I’ve been thinking about a comment by Ari Herzog on my post ‘Is Digg’s Day Done‘. As part of my discussion, I used the comparison with the ease of use and personal recommendation element of Stumbleupon. Ari raised the valid concern that Stumbleupon is intended for recommending index pages, and Digg is intended for deep diving into articles.
(Clarification from SU in the last 3 paragraphs clarifies index and deep level pages are both fine. The following still sets out good reasons for why the confusion has arisen)
But certainly a lot of users are using Stumbleupon for sharing and recommending individual articles and images. The question is whether this is a bad thing, or whether it benefits Stumbleupon?
A cause for confusion:
Stumbleupon itself has to share some of the blame for this in the terms used for explaining the site. While the submission tool has a ‘submit site’ option, elsewhere ‘site’ and ‘page’ are used interchangeably. For instance, the SU About page.
‘StumbleUpon helps you discover and share great websites. As you click
Stumble!, we deliver high-quality pages matched to your personal preferences. These pages have been explicitly recommended by your friends or one of 5,946,251 other websurfers with interests similar to you. Rating these sites you like (
) automatically shares them with like-minded people – and helps you discover great sites your friends recommend.’
Bearing in mind a website can have thousands of pages, you can understand why there’s a little confusion. Again:
‘A simple 2-level rating system gives users the opportunity to pass on or give their opinion on any webpage with a single click.’
And certainly the Getting Started page clearly seems to say either choosing websites, or webpages is fine:
‘When you Stumble! a page or site, first thumb it, then click on
to see reviews & comments made by other Stumblers, and to add one of your own‘
I’ve contacted Stumbleupon for clarification and an official answer, seeing as I can’t find one in About, FAQs, or the Discussion Forum!
Why Stumbling pages makes sense to individual users:
Stumbling individual pages makes more sense in a lot of circumstances than recommending an entire website on the basis of a single encounter with an article or image. If I’ve read some text or seen an image I can make a quality assessment on that piece of work immediately via the toolbar.
But to give an accurate assessment of a website could mean visiting 10, 20, or 50,000 pages or items to be able to get an idea over consistent quality – and that’s not taking into account how random a large site can be when it accepts a wide variety of authors or content submissions. Could you rate the entire Youtube site on the basis on one video? And how much would depend on whether your first encounter was with a rickroll or an mwesch anthropological study?
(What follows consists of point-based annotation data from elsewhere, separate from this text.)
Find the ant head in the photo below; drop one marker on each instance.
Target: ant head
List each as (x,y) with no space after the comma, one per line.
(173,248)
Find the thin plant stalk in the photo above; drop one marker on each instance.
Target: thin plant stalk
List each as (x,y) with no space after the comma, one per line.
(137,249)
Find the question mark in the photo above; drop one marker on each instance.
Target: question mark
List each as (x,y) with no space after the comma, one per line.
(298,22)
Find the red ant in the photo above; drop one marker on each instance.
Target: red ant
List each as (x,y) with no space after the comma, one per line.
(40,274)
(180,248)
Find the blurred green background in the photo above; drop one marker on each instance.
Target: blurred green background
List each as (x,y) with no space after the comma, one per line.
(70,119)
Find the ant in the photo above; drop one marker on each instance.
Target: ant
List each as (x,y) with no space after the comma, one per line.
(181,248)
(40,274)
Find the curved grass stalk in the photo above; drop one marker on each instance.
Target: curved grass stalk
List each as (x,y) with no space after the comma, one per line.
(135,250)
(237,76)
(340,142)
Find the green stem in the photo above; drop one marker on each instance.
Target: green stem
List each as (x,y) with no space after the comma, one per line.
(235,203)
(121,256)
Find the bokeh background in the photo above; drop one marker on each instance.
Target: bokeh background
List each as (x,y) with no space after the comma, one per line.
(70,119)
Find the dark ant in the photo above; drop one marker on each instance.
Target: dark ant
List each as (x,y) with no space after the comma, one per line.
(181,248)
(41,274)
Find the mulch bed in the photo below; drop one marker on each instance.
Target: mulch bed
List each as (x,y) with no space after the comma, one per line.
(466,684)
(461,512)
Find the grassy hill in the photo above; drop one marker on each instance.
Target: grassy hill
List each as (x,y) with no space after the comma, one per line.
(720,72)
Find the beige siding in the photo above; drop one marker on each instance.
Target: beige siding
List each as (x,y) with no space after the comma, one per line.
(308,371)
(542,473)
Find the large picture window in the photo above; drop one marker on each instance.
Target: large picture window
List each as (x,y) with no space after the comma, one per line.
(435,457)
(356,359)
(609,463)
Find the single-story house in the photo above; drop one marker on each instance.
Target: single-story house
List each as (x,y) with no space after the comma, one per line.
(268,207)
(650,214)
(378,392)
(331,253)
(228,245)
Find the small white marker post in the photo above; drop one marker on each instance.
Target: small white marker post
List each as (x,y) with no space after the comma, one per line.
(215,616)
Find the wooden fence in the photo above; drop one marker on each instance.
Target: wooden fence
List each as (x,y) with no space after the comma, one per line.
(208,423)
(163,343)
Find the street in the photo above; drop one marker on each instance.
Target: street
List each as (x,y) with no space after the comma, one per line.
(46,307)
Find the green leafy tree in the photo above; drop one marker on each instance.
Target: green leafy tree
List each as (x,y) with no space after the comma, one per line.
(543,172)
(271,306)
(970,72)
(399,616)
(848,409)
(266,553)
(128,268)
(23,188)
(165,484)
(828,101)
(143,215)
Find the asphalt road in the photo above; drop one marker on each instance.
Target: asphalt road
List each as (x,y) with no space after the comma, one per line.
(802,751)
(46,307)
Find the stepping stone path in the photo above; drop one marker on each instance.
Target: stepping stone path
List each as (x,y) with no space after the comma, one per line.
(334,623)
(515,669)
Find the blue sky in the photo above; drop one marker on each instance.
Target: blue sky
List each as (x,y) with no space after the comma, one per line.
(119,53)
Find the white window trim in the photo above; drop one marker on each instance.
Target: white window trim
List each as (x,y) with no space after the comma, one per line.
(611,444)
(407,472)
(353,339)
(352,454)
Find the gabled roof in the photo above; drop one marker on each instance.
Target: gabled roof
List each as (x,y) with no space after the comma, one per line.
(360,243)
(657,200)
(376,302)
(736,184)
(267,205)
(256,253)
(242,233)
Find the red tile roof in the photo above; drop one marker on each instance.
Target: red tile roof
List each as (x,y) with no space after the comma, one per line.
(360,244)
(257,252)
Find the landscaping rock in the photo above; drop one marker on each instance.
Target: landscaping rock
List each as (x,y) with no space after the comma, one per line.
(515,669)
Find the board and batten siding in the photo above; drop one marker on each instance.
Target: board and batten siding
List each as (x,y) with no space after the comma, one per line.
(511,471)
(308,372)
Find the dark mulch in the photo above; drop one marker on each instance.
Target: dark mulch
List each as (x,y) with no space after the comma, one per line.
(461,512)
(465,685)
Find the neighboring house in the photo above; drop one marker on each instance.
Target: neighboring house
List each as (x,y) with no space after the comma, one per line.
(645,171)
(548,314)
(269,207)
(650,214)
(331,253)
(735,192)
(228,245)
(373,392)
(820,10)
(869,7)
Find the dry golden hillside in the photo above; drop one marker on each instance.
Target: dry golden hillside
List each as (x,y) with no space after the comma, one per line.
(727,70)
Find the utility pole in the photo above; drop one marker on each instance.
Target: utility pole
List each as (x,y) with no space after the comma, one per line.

Why it makes more sense to publishers:
As user recommendation and rating systems become more mainstream and more numerous, publishers either need to offer the world’s longest drop down list – or pick the sites they’d most like to appear on. A site like Yahoo Buzz makes complete sense, as it’s a big gamble with big rewards of hundreds of thousands of visitors to a single article. Stumbleupon makes sense because it tends to drive a significant amount of traffic over longer periods, and with lower bounce rates, than many other sites (such as Digg), but the results are still somewhat transient. The only way to increase the amount of regular readers from such a site is to frequently have good quality content placed in front of them – which only happens when numerous pages are being submitted and highly rated.
And without the ability to raise the profile of a site with numerous pages submitted in this way, Stumblers (and users of other ranking systems) would be far more limited in sources, and only the established large scale sites would get publicity and traffic boosts of enough to make a difference.
My opinion is that Stumbleupon accepts and promotes both page and website submissions, and that’s the correct usage of the site.
Official clarification in a quick time:
And in an incredibly quick time, a message to Mr-SU got a prompt and comprehensive response:
‘Submitting an index page or a specific page that’s levels deep in a site are both appropriate uses of StumbleUpon. We want our members to submit the best-quality pages they discover so they can be shared with others.‘
So there’s some clarity. You can submit an index page, or a deep page to Stumbleupon. Therefore Stumbleupon conclusively is the best social website recommendation service as far as I can see!